I am truly saddened to see that Weigel, a smart and hardworking journalist, has now volunteered to catch this Beltway bug. He does not address the issue. He calls it de facto ridiculous (and therefore unworthy of discussion). This type of reporting is one of the reasons why, in a roughly 50/50 country, we could end up with a fascist government in 2024: because the people responsible for exposing it claim that there is no not.
Talking about each other (or “over-the-onehandism”, as I once tried and failed to name the phenomenon), when you lost Marvin KalbWhat do you have left?
here is a hermetic argument against allowing self-serving anonymous quotes that only advance a politician’s agenda by lazy political reporters in a single tweet.
Altercation Life Tips: People need to spend more time thinking about their obituaries. Imagine making “report” like this is your job in life. Consider, for example: “Ashley Joy Parker Deceased; Ben Affleck’s Broke Story taking a nap.
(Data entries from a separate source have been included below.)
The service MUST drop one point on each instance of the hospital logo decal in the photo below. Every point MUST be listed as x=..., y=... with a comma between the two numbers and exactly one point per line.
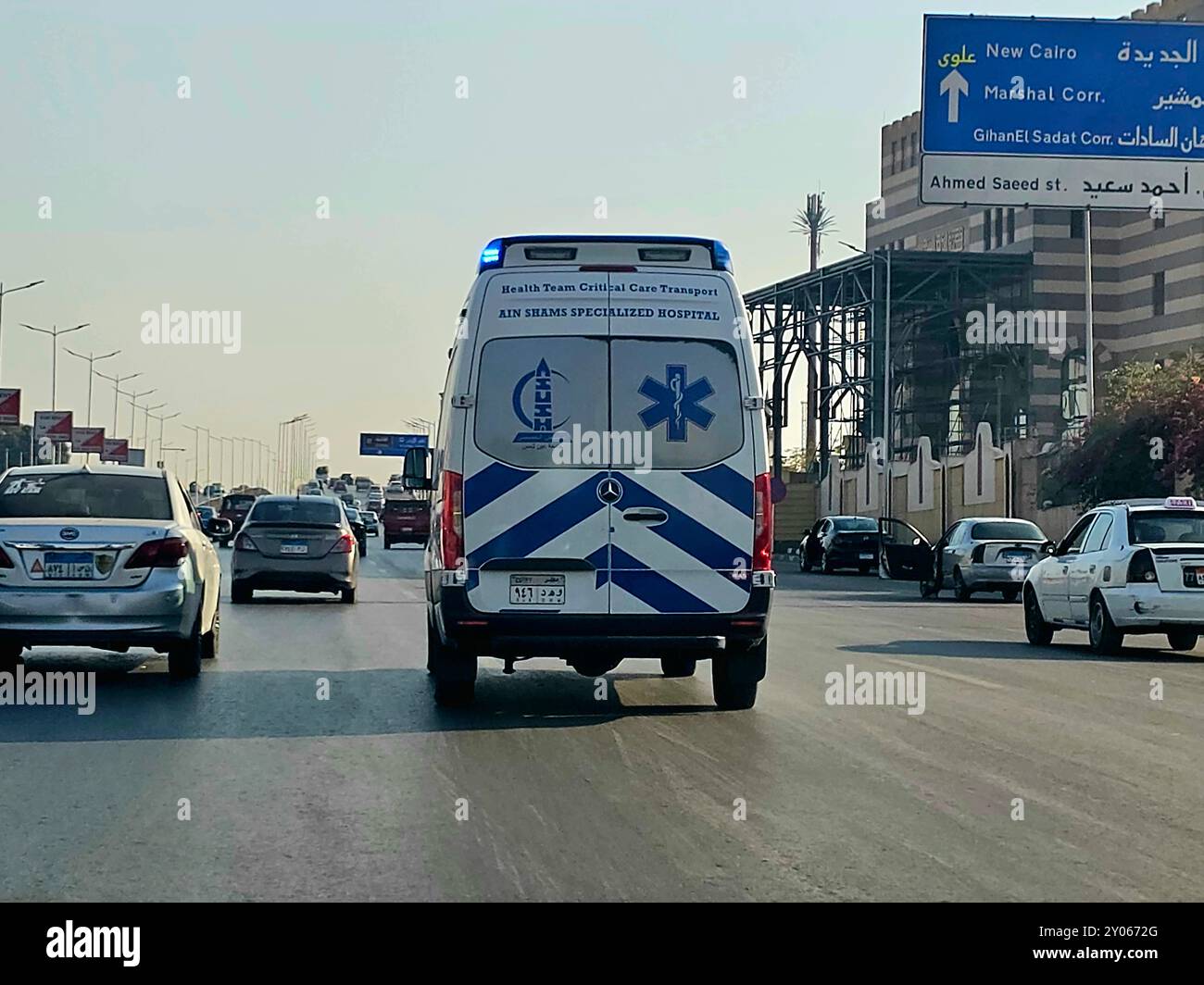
x=675, y=403
x=537, y=391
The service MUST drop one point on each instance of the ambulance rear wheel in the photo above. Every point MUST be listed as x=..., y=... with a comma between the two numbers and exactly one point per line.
x=734, y=677
x=456, y=673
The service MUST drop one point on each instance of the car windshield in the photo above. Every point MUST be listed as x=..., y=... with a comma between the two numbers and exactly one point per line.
x=85, y=493
x=1167, y=527
x=294, y=512
x=1007, y=530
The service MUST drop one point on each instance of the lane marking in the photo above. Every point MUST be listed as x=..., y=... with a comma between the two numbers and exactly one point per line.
x=950, y=675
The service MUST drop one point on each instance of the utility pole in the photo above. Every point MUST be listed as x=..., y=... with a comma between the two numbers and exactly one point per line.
x=55, y=332
x=92, y=359
x=12, y=291
x=117, y=389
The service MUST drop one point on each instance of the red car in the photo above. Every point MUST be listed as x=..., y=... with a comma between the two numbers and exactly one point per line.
x=235, y=508
x=406, y=521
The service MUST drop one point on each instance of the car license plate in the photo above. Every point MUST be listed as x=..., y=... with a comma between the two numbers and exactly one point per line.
x=68, y=566
x=537, y=589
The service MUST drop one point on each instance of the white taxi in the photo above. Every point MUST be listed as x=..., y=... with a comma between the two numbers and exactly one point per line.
x=1131, y=566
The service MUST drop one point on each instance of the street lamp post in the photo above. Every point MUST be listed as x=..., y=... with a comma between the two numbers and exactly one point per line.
x=133, y=401
x=55, y=332
x=117, y=389
x=11, y=291
x=161, y=420
x=92, y=360
x=145, y=424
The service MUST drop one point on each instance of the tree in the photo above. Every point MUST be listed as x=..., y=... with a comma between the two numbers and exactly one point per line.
x=817, y=221
x=1147, y=436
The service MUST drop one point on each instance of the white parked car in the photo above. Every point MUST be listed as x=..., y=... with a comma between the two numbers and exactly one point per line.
x=1124, y=567
x=109, y=557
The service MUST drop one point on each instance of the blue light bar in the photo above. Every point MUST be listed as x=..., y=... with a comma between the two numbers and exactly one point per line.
x=492, y=256
x=721, y=256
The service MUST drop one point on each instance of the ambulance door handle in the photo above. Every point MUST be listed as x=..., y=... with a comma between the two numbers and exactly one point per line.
x=645, y=515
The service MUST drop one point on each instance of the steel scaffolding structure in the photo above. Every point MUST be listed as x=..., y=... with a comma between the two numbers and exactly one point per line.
x=940, y=384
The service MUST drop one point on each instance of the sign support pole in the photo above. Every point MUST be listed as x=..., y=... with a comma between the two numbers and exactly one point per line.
x=1090, y=343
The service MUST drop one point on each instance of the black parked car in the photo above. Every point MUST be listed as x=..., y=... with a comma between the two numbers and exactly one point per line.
x=212, y=524
x=838, y=542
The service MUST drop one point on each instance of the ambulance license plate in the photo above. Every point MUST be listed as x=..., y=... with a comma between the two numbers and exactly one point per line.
x=537, y=589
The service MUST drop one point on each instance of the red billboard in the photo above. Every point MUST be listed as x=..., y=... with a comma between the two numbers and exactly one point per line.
x=88, y=440
x=55, y=425
x=10, y=405
x=116, y=449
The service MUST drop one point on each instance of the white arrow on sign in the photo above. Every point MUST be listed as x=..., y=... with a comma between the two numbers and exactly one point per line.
x=956, y=86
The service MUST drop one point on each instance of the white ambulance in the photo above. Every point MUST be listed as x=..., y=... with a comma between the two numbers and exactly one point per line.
x=600, y=476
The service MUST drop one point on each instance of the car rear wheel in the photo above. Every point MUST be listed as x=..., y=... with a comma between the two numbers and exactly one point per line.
x=1102, y=631
x=1038, y=631
x=961, y=591
x=213, y=637
x=678, y=666
x=10, y=656
x=184, y=657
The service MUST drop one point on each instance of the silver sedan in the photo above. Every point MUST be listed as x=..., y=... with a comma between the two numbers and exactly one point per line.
x=105, y=556
x=987, y=554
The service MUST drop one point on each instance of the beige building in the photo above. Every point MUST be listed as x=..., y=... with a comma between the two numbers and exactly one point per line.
x=1148, y=272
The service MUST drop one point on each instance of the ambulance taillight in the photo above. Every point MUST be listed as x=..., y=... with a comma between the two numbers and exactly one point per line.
x=762, y=520
x=452, y=521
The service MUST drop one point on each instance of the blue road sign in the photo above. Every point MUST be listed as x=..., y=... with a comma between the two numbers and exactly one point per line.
x=390, y=444
x=1063, y=88
x=1058, y=112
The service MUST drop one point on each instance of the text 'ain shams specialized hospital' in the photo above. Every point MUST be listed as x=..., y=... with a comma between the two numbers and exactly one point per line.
x=1148, y=270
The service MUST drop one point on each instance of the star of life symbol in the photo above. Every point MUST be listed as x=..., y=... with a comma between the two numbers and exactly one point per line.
x=675, y=403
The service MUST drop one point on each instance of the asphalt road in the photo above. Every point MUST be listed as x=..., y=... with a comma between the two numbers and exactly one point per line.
x=633, y=797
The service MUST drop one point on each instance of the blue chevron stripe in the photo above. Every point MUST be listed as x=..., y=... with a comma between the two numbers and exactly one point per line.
x=730, y=485
x=684, y=531
x=546, y=524
x=489, y=483
x=650, y=587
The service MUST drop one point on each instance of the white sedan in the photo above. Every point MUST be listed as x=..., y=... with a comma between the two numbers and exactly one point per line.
x=1126, y=567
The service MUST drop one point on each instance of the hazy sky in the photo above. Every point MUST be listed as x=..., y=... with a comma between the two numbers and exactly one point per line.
x=209, y=203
Many readers have no doubt seen snippets of this already, but here is the entirety of Joni Mitchell’s re-emergence as a performer after a 20-year absence, with Brandi Carlile at the Newport Folk Festival, three years after suffering a brain aneurysm. (“Both Sides Now” is the only form of bilateralism that we at Altercation can support.) Bonus: here and here is Paul Simon, retired from touring but not a guest, also at this year’s festival. And hereHe’s a guy who made a lot of noise by bringing a band and an electric guitar to the festival in 1965. Barry Goldberg was there. And Elijah Wald wrote a beautiful book on its implications.